Document Type

Thesis

Degree

Master of Arts

Major

Political Science, International Politics

Date of Defense

4-11-2018

Graduate Advisor

Kenneth Thomas

Committee

David Kimball

David Robertson

Abstract

The European Union has been one of the greatest accomplishments of modern history. Through economic and political integration has ended centuries of warfare on the continent while producing the worlds largest trading bloc. Despite the initial success of the monetary union and its single currency, the Union has been bogged down economic troubles in the form of a debt crisis among several of the member states. The recovery period of the crisis has produced growth that is slow and uneven. Countries such as Germany has assumed the role of the economic powerhouse of Europe and therefore a political leader in the Union, all while Greece faced dangerously high debt and unemployment.

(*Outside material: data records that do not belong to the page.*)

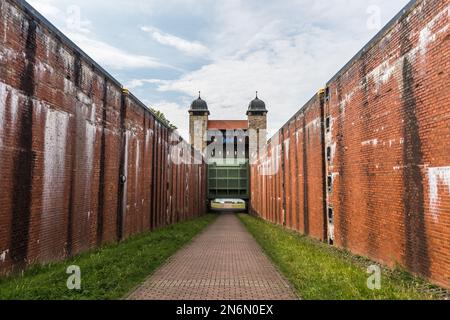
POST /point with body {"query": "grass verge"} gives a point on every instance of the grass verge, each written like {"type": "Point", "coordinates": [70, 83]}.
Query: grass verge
{"type": "Point", "coordinates": [106, 273]}
{"type": "Point", "coordinates": [318, 271]}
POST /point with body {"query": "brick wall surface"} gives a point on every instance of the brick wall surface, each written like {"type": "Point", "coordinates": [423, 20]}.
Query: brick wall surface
{"type": "Point", "coordinates": [67, 134]}
{"type": "Point", "coordinates": [389, 149]}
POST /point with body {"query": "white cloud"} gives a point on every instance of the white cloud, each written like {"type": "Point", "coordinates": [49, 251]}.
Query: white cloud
{"type": "Point", "coordinates": [193, 48]}
{"type": "Point", "coordinates": [112, 57]}
{"type": "Point", "coordinates": [175, 113]}
{"type": "Point", "coordinates": [136, 83]}
{"type": "Point", "coordinates": [77, 28]}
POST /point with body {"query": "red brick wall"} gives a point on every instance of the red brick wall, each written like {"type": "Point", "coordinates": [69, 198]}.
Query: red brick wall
{"type": "Point", "coordinates": [389, 110]}
{"type": "Point", "coordinates": [67, 133]}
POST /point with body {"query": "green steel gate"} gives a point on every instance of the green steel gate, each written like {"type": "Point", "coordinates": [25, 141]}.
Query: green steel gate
{"type": "Point", "coordinates": [229, 180]}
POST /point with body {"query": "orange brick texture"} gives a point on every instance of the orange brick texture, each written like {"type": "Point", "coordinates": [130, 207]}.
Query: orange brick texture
{"type": "Point", "coordinates": [375, 149]}
{"type": "Point", "coordinates": [222, 263]}
{"type": "Point", "coordinates": [83, 163]}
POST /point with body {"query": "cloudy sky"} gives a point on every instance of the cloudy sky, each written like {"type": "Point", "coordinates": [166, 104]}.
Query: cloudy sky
{"type": "Point", "coordinates": [165, 51]}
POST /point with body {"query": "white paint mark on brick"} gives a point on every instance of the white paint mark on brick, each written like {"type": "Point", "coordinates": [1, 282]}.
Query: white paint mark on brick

In this paper I aimed to examine why the European Union has been subject to asymmetric shocks in its monetary union and why growth has been difficult to achieve. I argue that this is due to design flaws of the EU and EMU to form the institutional and political capacity to ensure proper convergence of the member states. By basing the assessment on the theory of Optimum Currency Areas by Robert Mundell as well as monetary and fiscal theory, I have found the design of the monetary union and single currency to be rushed and formed more by political ideology rather than economic theory. Consequently, attempts at the recovery of the Greek recovery have also been subject to the same policies based on ideology as the creation of the euro.